Il y avait aussi une pression politique qu'il ne faut pas oublier. La vie intellectuelle française dans les années 1960 et 1970 était marquée par la lutte anticoloniale, les conflits du travail, la révolte étudiante et de nouvelles suspicions à l'égard des institutions qui prétendaient à la neutralité tout en distribuant l'autorité. Dans ces conditions, la question de qui parle, d'où et dans quelles conditions est devenue inévitable. Si le structuralisme avait rendu le monde lisible en cartographiant les relations, le post-structuralisme a demandé qui bénéficie de ces cartes, ce qu'elles omettent et comment leur netteté peut dissimuler la violence historique. La question n'était pas simplement académique. Elle touchait à l'autorité des universités, à la légitimité du savoir officiel et aux mécanismes cachés par lesquels les catégories rendent certaines expériences visibles et d'autres marginales.

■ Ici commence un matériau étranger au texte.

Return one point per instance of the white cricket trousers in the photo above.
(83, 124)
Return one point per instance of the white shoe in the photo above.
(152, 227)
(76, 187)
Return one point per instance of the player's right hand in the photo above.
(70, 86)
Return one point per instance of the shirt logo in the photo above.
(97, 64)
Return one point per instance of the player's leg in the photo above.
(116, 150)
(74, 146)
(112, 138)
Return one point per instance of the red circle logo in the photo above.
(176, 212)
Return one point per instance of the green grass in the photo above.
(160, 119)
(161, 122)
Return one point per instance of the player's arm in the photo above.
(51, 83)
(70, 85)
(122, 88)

Le milieu français comptait également d'une autre manière : il était intensément conscient de la méthode, du vocabulaire et de la forme. La même période qui a vu l'essor de l'analyse structurelle a également été marquée par une prise de conscience plus aiguë que la langue elle-même n'est jamais un récipient transparent. Cette prise de conscience n'est pas arrivée comme une conversion soudaine. Elle a émergé à travers des rencontres répétées avec des textes et des disciplines qui semblaient converger sur le même point déstabilisant : les significations sont produites, non simplement trouvées ; les systèmes dépendent des exclusions ; et chaque principe d'ordre porte en lui la possibilité du désordre. En ce sens, le post-structuralisme n'a pas tant rejeté la structure qu'il a radicalisé l'insight structural jusqu'à ce qu'il ne puisse plus rester stable.
À la fin de ce premier moment, la vieille confiance dans les fondations était déjà sous tension. La question clé n'était plus simplement de savoir comment les systèmes fonctionnent, mais si un système peut pleinement maîtriser la différence et l'excès qui le rendent possible. Le monde qui a engendré le post-structuralisme était celui où l'autorité des significations héritées avait été affaiblie par la guerre, l'innovation intellectuelle, l'expansion institutionnelle et les bouleversements politiques. À partir de ce seuil, l'idée centrale apparaît non pas comme un slogan mais comme un défi : si les structures ne sont jamais simplement données, qu'est-ce qui maintient exactement le sens ensemble ?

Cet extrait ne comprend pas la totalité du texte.